Brachygastra mellifica, commonly known as the Mexican honey wasp, is a neotropical social wasp. It can be found in North America. B. mellifica is one of few wasp species that produces honey. It is also considered a delicacy in some cultures in Mexico. This wasp species is of use to humans because it can be used to control pest species and to pollinate avocados.

== Etymology ==
The genus name Brachygastra comes from Ancient Greek βραχύς (brakhús), meaning "short", and γαστήρ (gastḗr), meaning "belly". The specific epithet mellifica means "to make honey" in Latin.

== Taxonomy and phylogeny ==
The species that comprise the genus Brachygastra are neotropical social wasps. They can be found from southern United States to Northern Argentina and include a total of 16 species. B. mellifica is the only species present in the US, found in both Arizona and Texas. B. mellifica ranges from Texas to Panama. This genus is known for its easily recognizable abdomen, which can be almost as wide as it is long, and its very high scutellum that often projects over the metanotum. B. mellifica is very similar in morphology to B. lecheguana but differs in its geographic distribution.
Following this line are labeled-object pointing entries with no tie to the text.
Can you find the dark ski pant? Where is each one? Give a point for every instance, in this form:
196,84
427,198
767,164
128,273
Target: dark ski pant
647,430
==Description and identification==

===Appearance===
In general, external reproductive organs can distinguish males from females; only females have stingers. Workers and males share the same coloration. They both have alternating abdominal bands of yellow and black. Queens characteristically have a dark reddish-brown abdominal coloration. Queens can also be distinguished from workers due to the occurrence of sperm in the spermathecae of the queens. This species is small with a body length of 7-9 mm.

===Nests===
Brachygastra mellifica make paper nests that range in size from 40–50 cm in diameter. These nests are quite full and can house anywhere from 3,500 to 18,700 wasps. The nest begins as a single irregular layer of cells attached to the first layer of carton on a branch. Clumps of cells on the branch are then extended into the first hanging layer. Successive layers are formed independently and extend out and around the bottom of the first layer. This happens multiple times around and over the previous layer, resulting in a growing spiral. The nest goes from a small, flat oval to a sausage- or capsule-like shape over time. The surface of the nest is blotchy, colored brown or grey, varying as a result of the raw materials used for construction. The texture of the surface is that of rough cardboard, and is not glossy.

==Distribution and habitat==
The Mexican honey wasp is found in a range from northern Panama through most of subtropical Central America and Mexico. They are also found in southeastern Arizona and the most southern counties of Texas. It builds its nest in the canopy of a shrub or a tree, often 1 to 9 m above the ground. Nests are often reported to be located in suburban settings that are close to human habitation. They are well covered in the foliage in which they are built. These nests can be threatened by urban development, such as in Texas.

==Colony cycle==
Nests of B. mellifica can have anywhere from 3,500 to 18,700 wasps. Populations are abundant during July and September, which are times associated with plentiful citrus groves and thus large populations of the psyllid Diaphorina citri, a common prey of B. mellifica. When the D. citri nymphs are not plentiful, the wasps nearly disappear until D. citri populations return the following spring. Clusters of colonies of B. mellifica are common, which suggests that swarms may only travel several hundred meters to start a new colony. According to some sources, it is not apparent whether queens start new colonies independently or if they intrude on another colony. Queens either mate and reproduce in their original colony, or can split off with a number of workers, in order to found a new colony via swarming.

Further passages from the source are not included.